Facebook's "Paid Censorship"

Distorting reality to line its pockets? Check. Censoring good information for same? Check.

Facebook's "Paid Censorship"

With the 2020 US Presidential election coming, Facebook is once again facilitating an attack on society, and the calls are coming from inside the house — aka, the Trump campaign and dark money associated with shadowy Ukrainian and Russian pro-Trump (i.e., pro-authoritarian) actors.

Meanwhile, Mark Zuckerberg, Facebook’s CEO, continues to philosophize about “free speech” while American culture burns. He remains ridiculously obtuse in this regard. It appears that greed, ambition, and avarice are his main character traits.

Zuckerberg’s platform amplifies extremism and sidelines normality. There’s money in trumpeting extremism because it makes people mad. They call it “engagement,” but it’s really “enragement.”

What this all leads to for entities pushing good information is what I’ll call “paid censorship,” the result of limiting the spread of information that doesn’t serve Facebook’s bottom line while boosting extreme information that does.

For all of Zuckerberg’s talk of “free speech,” his platform favors speech that earns him money and disfavors speech that does not. He touts “free speech,” but practices “paid censorship.”

Judd Legum, whose “Popular Information” site is worth a subscription, has been tracking all this for years. This weekend, he tweeted the following, which illustrates exactly how Facebook’s “paid censorship” works:

This is the clearest example of constrained distribution I’ve seen yet. The “black boxes” of Facebook, Google, and Twitter make it difficult to see how your distribution is diverted, suppressed, or delayed. Here, Facebook throttled Legum’s post by 93.7% at a minimum because its advertising algorithm didn’t see it as serving Facebook’s bottomline in a sufficiently robust fashion.

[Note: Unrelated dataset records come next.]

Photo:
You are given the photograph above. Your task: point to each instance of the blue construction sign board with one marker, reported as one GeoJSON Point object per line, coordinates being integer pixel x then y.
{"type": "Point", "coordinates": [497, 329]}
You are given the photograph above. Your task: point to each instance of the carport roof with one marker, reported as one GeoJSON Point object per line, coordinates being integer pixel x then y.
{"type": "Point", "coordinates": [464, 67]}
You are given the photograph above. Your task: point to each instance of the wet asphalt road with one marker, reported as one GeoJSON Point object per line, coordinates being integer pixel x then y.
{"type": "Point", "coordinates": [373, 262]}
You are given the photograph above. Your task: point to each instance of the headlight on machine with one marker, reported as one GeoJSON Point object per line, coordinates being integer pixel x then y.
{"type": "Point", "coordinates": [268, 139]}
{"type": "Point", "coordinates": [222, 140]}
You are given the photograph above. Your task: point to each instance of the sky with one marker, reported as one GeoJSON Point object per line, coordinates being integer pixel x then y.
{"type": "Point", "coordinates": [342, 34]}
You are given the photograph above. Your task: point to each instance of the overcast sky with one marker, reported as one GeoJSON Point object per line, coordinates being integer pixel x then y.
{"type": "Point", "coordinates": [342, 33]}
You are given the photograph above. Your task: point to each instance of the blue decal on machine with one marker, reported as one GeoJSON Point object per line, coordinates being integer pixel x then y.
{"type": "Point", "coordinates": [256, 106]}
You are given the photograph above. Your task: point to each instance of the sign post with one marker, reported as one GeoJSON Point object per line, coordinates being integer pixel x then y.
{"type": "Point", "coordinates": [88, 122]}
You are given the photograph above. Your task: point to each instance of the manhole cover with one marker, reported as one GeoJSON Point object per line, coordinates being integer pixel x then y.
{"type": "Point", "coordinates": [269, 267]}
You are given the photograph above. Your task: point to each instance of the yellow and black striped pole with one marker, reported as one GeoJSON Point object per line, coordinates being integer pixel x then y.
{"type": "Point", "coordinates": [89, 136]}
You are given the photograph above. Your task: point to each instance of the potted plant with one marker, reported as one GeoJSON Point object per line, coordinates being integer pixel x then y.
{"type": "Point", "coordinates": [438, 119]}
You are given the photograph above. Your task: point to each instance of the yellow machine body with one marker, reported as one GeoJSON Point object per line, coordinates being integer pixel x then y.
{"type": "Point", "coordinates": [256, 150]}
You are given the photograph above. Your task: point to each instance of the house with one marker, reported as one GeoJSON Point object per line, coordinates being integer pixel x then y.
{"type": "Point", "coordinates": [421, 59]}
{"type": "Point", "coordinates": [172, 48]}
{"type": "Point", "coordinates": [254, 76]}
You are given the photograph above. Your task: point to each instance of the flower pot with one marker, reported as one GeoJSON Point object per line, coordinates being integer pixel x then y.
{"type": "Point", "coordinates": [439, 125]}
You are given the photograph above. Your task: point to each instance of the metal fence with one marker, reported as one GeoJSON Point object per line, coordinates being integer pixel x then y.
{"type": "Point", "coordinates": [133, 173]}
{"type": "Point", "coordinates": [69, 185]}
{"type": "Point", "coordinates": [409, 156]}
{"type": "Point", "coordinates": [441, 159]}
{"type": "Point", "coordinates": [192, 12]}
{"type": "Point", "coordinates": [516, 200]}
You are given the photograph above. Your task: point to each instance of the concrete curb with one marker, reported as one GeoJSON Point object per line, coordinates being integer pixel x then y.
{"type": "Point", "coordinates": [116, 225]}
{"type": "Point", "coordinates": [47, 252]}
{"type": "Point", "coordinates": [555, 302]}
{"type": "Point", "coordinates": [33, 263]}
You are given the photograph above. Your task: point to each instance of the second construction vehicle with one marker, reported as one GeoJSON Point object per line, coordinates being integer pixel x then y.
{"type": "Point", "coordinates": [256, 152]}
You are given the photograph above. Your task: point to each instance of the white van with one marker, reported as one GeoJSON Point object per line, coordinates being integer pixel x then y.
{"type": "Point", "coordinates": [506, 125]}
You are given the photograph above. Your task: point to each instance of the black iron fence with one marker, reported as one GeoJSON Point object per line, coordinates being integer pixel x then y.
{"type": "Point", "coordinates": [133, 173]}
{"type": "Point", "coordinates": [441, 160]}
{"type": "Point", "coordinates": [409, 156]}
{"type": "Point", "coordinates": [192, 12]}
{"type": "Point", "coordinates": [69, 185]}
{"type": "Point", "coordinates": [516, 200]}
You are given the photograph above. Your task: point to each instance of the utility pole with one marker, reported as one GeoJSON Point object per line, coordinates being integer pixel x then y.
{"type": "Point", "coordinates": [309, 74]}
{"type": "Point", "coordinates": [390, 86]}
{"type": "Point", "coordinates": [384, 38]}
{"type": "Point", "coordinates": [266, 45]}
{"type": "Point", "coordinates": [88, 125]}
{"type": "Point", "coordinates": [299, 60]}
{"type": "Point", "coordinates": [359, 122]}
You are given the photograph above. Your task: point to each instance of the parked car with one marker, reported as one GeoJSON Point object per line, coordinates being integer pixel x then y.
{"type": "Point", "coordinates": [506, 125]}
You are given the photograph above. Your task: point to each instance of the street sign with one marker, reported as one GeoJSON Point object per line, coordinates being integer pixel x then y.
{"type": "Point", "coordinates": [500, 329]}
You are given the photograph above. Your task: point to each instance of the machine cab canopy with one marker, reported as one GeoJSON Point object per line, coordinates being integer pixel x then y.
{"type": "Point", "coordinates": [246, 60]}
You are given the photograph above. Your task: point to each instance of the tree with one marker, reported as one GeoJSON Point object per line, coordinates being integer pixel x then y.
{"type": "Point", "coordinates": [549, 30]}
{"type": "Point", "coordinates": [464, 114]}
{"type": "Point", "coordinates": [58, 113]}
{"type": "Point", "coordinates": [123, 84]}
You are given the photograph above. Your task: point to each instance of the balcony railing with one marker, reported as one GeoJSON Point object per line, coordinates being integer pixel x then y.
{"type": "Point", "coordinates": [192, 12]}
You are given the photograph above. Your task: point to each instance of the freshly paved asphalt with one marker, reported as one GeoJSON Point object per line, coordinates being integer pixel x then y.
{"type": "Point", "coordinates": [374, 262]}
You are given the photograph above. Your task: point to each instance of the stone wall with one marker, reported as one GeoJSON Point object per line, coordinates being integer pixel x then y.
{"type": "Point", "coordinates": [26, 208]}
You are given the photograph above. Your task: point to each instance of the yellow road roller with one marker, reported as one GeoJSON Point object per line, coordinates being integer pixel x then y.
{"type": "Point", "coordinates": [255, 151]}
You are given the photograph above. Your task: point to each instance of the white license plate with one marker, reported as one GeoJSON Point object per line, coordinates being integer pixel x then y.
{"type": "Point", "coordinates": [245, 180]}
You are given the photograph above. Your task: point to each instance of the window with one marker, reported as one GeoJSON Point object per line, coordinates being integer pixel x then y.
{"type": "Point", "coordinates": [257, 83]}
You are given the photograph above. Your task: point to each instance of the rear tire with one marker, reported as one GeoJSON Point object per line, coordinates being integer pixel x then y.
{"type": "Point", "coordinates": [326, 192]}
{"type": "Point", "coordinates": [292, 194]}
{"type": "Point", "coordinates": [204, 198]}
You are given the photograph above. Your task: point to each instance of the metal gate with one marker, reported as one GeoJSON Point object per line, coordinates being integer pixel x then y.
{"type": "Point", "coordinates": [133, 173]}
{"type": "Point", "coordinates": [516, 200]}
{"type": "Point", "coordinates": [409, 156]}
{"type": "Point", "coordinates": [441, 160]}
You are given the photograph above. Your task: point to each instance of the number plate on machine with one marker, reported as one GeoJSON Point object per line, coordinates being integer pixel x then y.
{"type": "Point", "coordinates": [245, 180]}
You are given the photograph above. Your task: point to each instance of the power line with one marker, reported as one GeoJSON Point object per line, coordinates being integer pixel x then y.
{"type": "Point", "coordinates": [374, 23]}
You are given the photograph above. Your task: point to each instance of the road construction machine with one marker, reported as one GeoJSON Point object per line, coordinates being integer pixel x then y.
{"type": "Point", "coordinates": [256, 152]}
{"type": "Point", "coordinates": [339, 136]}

Meanwhile, posts that are more inflammatory and outrageous are amplified because they do serve Facebook’s ad business. And bad actors know this is true. Already, Russian accounts have been caught meddling in our society again with divisive messages aimed a Presidential candidates they want to sideline and supporting the President they helped install the first time.

Yesterday, it was announced that 46 state attorneys general are joining forces to investigate Facebook. As the Attorney General of Virginia, Mark Herring, put it:

Given Facebook’s nearly unprecedented influence in so many sectors of the economy and political process, this bipartisan coalition of attorneys general is committed to ensuring that Facebook is complying with the law and meeting its obligations.

For publishers, the message here is the same one I’ve been banging on for a few years — OA does little to ensure access when intermediaries like Facebook, Google, and Twitter effectively hide reliable information from users and substitute unreliable, inflammatory information in its place. This also means that more far-out claims and papers may be getting boosted, something preprint server operators should think about.

We need a reliable information distribution substrate if we’re going to get back on track as a scientific culture, as a nation, and as a planet. Now years after screwing up the UK and the US in 2015-16, Facebook is still a danger.

In the language of PsyOps, Zuckerberg is perhaps the most “useful idiot” in history. But until his form of censorship stops paying off, we can expect Zuckerberg’s “paid censorship” will continue.